Although a direct rituximab-induced cytotoxic effect on lymphocytes is somewhat controversial, numerous studies in various NHL cells have demonstrated that rituximab lacks pro-apoptotic capability. Some strategies have been implemented to sensitize rituximab therapy by combining with other agents to increase the pro-apoptotic effect. These additional agents include macromolecules such as the humanized monoclonal mapatumumab targeting TRAIL-R149, the genetically engineered fusion proteins scFvRit:sFasL50, Apo2 ligand (Apo2L)/TRAIL (dulanermin)51,52 and anti-CD20-interleukin-2153, and small molecules, such as the selective NEDD8 activating enzyme inhibitor pevonedistat (MLN4924)54, the mTOR (mammalian target of rapamycin) inhibitor temsirolimus55, and the proteasome inhibitor bortezomib56. However, the efficacy of these agents requires further confirmation or has been suggested to be insufficient based on clinical trials52. Interestingly, obinutuzumab (GA101), a novel type II glycol-engineered humanized monoclonal anti-CD20 IgG1 antibody, has shown its superior efficacy against CLL (chronic lymphocytic leukemia) and relapsed/refractory indolent NHL to rituximab57,58, due to the enhanced capability of inducing direct cell death and ADCC, though less potent in mediating CDC59. Moreover, the similar superior efficacy of obinutuzumab to rituximab has also been observed in rituximab-sensitive/resistant BL60,61. Although the underlying mechanisms by which obinutuzumab is able to induce strong direct cell death remain largely obscure, several mediators have been suspected including reactive oxygen species27, BCR (B cell antigen receptor) or cytotoxicity pathway61. Therefore, whether addition of midostaurin to obinutuzumab could enhance the antitumor activity is worthy of future investigation. Herein, we reported that midostaurin strongly enhanced rituximab activity by promoting apoptosis via PKC inhibition in BL cells.

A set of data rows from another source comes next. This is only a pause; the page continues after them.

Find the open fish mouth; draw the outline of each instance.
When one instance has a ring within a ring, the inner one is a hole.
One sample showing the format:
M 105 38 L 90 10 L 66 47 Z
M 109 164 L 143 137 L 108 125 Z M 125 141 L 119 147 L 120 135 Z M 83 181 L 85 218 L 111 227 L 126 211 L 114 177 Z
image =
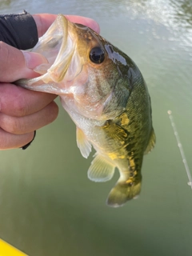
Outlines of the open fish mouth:
M 16 82 L 18 85 L 30 90 L 56 94 L 67 93 L 62 82 L 75 50 L 75 35 L 71 24 L 62 14 L 58 15 L 46 33 L 30 50 L 42 54 L 47 59 L 47 63 L 34 69 L 41 76 L 21 79 Z

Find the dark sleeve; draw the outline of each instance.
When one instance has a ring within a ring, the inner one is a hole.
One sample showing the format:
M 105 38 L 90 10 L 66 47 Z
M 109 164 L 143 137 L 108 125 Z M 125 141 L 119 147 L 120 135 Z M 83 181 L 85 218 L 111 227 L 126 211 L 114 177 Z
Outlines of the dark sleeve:
M 0 41 L 27 50 L 34 47 L 38 40 L 36 23 L 26 10 L 22 14 L 0 15 Z

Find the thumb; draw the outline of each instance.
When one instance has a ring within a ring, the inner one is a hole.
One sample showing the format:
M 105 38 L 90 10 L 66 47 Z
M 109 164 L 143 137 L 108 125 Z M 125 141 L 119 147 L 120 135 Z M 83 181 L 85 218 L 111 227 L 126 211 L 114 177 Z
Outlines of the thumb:
M 47 60 L 40 54 L 21 51 L 0 42 L 0 82 L 37 77 L 33 70 L 42 63 L 47 63 Z

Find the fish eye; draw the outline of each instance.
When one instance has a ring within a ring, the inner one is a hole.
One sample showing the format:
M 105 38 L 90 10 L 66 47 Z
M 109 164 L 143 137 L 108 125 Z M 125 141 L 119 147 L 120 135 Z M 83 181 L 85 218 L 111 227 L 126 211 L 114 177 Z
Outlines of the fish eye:
M 105 52 L 101 47 L 94 47 L 90 52 L 90 59 L 95 64 L 102 63 L 105 59 Z

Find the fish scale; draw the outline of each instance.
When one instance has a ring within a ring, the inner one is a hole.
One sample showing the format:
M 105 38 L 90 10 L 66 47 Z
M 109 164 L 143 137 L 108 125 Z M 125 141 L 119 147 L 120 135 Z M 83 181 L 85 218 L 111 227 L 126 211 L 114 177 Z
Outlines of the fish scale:
M 118 168 L 109 206 L 135 198 L 141 191 L 143 154 L 155 143 L 150 98 L 136 64 L 91 29 L 62 14 L 31 50 L 44 54 L 48 63 L 35 69 L 42 75 L 18 84 L 60 96 L 77 126 L 82 156 L 89 156 L 92 146 L 96 151 L 88 170 L 90 180 L 106 182 Z

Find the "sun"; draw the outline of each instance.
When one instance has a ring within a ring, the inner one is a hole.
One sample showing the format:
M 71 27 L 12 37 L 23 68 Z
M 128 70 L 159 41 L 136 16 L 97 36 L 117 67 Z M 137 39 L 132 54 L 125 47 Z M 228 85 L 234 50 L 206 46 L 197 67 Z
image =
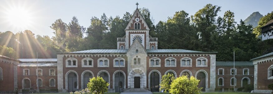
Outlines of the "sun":
M 10 25 L 19 29 L 22 29 L 31 25 L 31 13 L 22 7 L 14 7 L 7 11 L 7 21 Z

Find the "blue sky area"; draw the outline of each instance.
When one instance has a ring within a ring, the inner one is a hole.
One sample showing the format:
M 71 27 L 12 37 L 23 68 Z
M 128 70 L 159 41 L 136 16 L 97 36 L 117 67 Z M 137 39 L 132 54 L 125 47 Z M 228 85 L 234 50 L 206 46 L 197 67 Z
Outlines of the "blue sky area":
M 92 16 L 100 18 L 103 13 L 108 17 L 121 17 L 126 12 L 132 13 L 137 2 L 138 7 L 149 9 L 155 25 L 160 21 L 166 21 L 175 12 L 183 10 L 193 15 L 208 3 L 221 7 L 218 16 L 223 16 L 228 10 L 234 12 L 238 22 L 253 12 L 259 12 L 264 16 L 273 9 L 271 0 L 0 0 L 0 31 L 15 33 L 29 30 L 36 35 L 51 37 L 53 31 L 49 26 L 57 19 L 68 24 L 75 16 L 79 24 L 87 28 Z

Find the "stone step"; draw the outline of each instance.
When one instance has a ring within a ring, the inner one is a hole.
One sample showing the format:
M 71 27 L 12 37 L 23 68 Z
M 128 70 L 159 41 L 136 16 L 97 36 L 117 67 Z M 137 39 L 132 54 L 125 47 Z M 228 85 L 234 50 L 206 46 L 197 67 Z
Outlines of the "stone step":
M 144 88 L 130 88 L 124 91 L 124 92 L 151 92 Z

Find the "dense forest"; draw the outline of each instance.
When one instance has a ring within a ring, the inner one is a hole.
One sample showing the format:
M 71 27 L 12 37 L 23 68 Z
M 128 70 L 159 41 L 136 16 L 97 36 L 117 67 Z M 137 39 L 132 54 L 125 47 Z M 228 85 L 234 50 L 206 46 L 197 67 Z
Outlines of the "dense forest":
M 251 25 L 241 20 L 235 22 L 230 11 L 223 16 L 217 14 L 221 7 L 208 4 L 194 15 L 182 10 L 174 13 L 165 21 L 156 24 L 149 9 L 140 8 L 150 28 L 150 34 L 158 37 L 158 49 L 183 49 L 217 52 L 217 61 L 247 61 L 273 51 L 273 40 L 261 41 L 256 35 L 261 27 L 273 19 L 273 12 L 262 17 L 258 26 L 252 30 Z M 0 54 L 14 58 L 56 58 L 56 53 L 93 49 L 116 49 L 117 38 L 125 35 L 124 29 L 132 14 L 123 16 L 93 16 L 89 27 L 79 24 L 75 16 L 69 23 L 61 19 L 53 22 L 50 28 L 55 31 L 51 38 L 36 35 L 29 30 L 13 34 L 0 33 Z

Midostaurin was modified from staurosporine to improve the selectivity toward PKC and was then further found to inhibit other kinases, such as FLT3, PDGFR, KIT and VEGFR2, together with the midostaurin metabolites62. Midostaurin was found to be safe and tolerable when administered as a chronic oral therapy in a phase I clinical trial63 and was approved by the FDA (Food and Drug Administration) based on its effectiveness64. Considering that PKC was highly phosphorylated in the resistant BL cells, we tested the in vitro and in vivo effects of midostaurin on potentiating rituximab antitumor activity in the original and resistant BL cells. We found that midostaurin strongly enhanced rituximab cytotoxicity, especially in the resistant BL cells, by promoting apoptosis, possibly by altering the phosphorylation of downstream signaling molecules, including Bad, Bcl-2 and NF-κB. Our findings support the further evaluation in clinical trials of midostaurin alone or in combination with rituximab and with or without short-term intensive chemotherapy in relapsed/refractory BL patients.